M. NİHAT MALKOÇ


            Heyecanların, sevgi ve bağlılıkların doruk noktasına ulaştığı zaman dilimleridir bayramlar… Bu günlerde ruhlar Hakk’a yakınlaşmakla ve zikirle kendilerini tazeler; adeta küllerinden yeniden doğarlar. İnşirah neşesi çepeçevre kuşatır yürekleri. İçimizde batan güneşler tekrar doğar battığı noktadan… İman rüzgârı yeniden eser, doldurur içimizdeki pörsümüş yelkenleri… Vicdanlar merhamete uyanır derin uykularından. Bayramın capcanlı renkleriyle boyarız gönül tuvalimizi. Kalbimiz, kaybettiği noktada bulur yitirdiği ritmini. Perde perde açılır ufuklar; ruhlar bir kuş gibi kanatlanır masmavi göklere… Mabetlerden taşan tekbirler kulaklarımızın pasını silerek gönül telimizi oynatır. Diriliş muştusu gönülleri bayram yerine döndürür. Azalan yanlarımızı tekmil eder iman ağacının bereketli meyveleri…

 

            “Bayram” çoğu insan için benzer şeyler ifade etse de bazıları için farklı şeyler ifade edebilir. “Bayram gelmiş neyime/Anam anam garibem/Kan damlar yüreğime/Anam anam garibem” dörtlüğü bayramın mahzun yüreklerdeki yansımasıdır. Birileri bayram ederken, birilerinin yüreği kan ağlar. Duyarlı insanlar, yürekleri kan ağlayanlara da bayram neşesini yaşatmanın gayreti içerisinde olur. Bu gayretle çırpınanların bayram sevinci daha da artar.

 

            Bereket ve feyiz membaıdır bayramlar… Kadını erkeği, genci yaşlısı, çocuğu büyüğü; müslümanı gayrimüslimi bayramlarda birbiriyle sımsıkı kenetlenir. Zira bayramlar sıradan günler değildir; kuruyan gönül çeşmelerinin ab-ı hayat hükmündeki suyudurlar. O su, çatlayan yüreklere can ve heyecan verir. Bayramlar bizi kendimize getirirler. Unutulmuşlar hatırlanır bayram günlerinde. Böylece üzeri nisyan tozlarıyla kaplanmış kadim dostluklar perçinleşir. “Bayram” kelimesi birçok çağrışımı beraberinde getirse de bana daha çok İstanbul sevdalısı büyük şair Yahya Kemal’in “Süleymaniye’de Bayram Sabahı” isimli uzun şiirini hatırlatır. Bayramı ancak bu kadar güzel ve derinden anlatır bir şiir. Bu bayram şiiri sarar bizi derinden:

 

“Artarak gönlümün aydınlığı her saniyede,

 Bir mehâbetli sabah oldu Süleymaniye’de.
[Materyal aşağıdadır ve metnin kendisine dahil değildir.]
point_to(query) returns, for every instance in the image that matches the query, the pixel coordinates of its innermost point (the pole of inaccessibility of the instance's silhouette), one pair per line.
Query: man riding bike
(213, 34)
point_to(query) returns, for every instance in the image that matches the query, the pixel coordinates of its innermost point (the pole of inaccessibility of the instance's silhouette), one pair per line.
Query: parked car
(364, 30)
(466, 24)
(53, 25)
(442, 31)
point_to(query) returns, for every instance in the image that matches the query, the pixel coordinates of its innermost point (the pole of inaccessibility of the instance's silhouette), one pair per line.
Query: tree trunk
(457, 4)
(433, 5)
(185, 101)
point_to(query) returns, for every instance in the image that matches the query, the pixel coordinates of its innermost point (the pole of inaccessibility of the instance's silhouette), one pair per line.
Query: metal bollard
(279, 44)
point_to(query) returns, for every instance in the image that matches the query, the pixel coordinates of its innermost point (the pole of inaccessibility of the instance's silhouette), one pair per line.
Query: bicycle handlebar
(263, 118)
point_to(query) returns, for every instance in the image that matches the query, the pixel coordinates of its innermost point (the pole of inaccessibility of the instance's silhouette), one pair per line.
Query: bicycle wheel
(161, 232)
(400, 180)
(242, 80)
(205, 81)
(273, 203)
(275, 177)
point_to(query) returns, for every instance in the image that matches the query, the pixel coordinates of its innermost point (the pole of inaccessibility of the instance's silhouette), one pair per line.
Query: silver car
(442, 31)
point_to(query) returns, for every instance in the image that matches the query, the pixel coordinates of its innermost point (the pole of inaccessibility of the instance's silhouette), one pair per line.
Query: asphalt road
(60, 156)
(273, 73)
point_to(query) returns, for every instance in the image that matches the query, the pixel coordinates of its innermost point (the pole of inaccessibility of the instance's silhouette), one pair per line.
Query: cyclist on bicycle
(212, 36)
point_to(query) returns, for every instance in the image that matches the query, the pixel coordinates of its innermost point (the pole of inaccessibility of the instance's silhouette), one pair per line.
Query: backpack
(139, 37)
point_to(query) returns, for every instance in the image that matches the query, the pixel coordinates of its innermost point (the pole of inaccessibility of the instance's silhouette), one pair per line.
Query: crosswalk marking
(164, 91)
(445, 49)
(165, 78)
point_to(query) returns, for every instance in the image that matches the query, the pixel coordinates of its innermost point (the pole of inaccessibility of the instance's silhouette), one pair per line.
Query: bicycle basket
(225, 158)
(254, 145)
 Kendi gök kubbemiz altında bu bayram saati,

 Dokuz asrında bütün halkı, bütün memleketi

 Yer yer aksettiriyor mavileşen manzaradan,

 Kalkıyor tozlu zaman perdesi her ân aradan.

 Gecenin bitmeğe yüz tuttuğu andan beridir,

 Duyulan gökte kanat, yerde ayak sesleridir.

 Bir geliş var!.. Ne mübarek, ne garib âlem bu!.."

 

Çok kere “Nerede o eski bayramlar!…” diye başlarız söze. Bu, geçmişe özlemden başka bir şey değildir. Diğer tabirle nostalji… Oysa o eski bayramları bütün güzelliğiyle tekrar yaşamak bizlerin elindedir. Birçok şey gibi, bayramlar da bizler tarafından yozlaştırıldı, içleri hoyratça boşaltıldı. Çağdaşlık adına geleneksel değerlerimiz hayatın dışına itildi, bir anlamda boca edildi. Neticede dökülen su, bardağını doldur(a)madı. Kimi kime şikâyet ediyoruz ki? ‘Yiğit düştüğü yerden kalkar’ Bizler de o günleri tekrar canlı hale getirebiliriz.

 

Bugünlerde Kurban Bayramı’nı idrak ediyoruz milletçe. Kurban Bayramı, aramızdaki bağları güçlendiriyor. Küskünlükler unutuluyor bayram günlerinde. Barış, gerçek anlamını bugünlerde gösteriyor bütün haşmetiyle. İç burkuntularımız, yerini saadet iklimine bırakıyor.

 

Bilindiği üzere ‘Kurban’, adanmışlık ruhunun zirvesi olan bir hadiseye; Hz. İbrahim’in, oğlu Hz. İsmail’i kurban etme düşüncesine dayanır. Bu bayram günlerinde “Allahü ekber, Allahü ekber/La ilahe illallahü vallahü ekber/Allahü ekber ve lillahil-hamd” nidaları yüreklerden taşarak semalara yükselir. Ne mutlu kendini ulvi sevdalara adayanlara!...

 

Bayram; Lübnan’da, Libya'da, Mısır'da, Irak’ta, Filistin’de, Suriye'de ve Afganistan’da zor şartlarda inançlarını yaşama mücadelesi veren ümmetin gariplerini ve unuttuklarımızı hatırlamaktır. Ne mutlu ümmetin derdini kendine dert edinerek bayramı gayesine uygun biçimde yaşayabilenlere!...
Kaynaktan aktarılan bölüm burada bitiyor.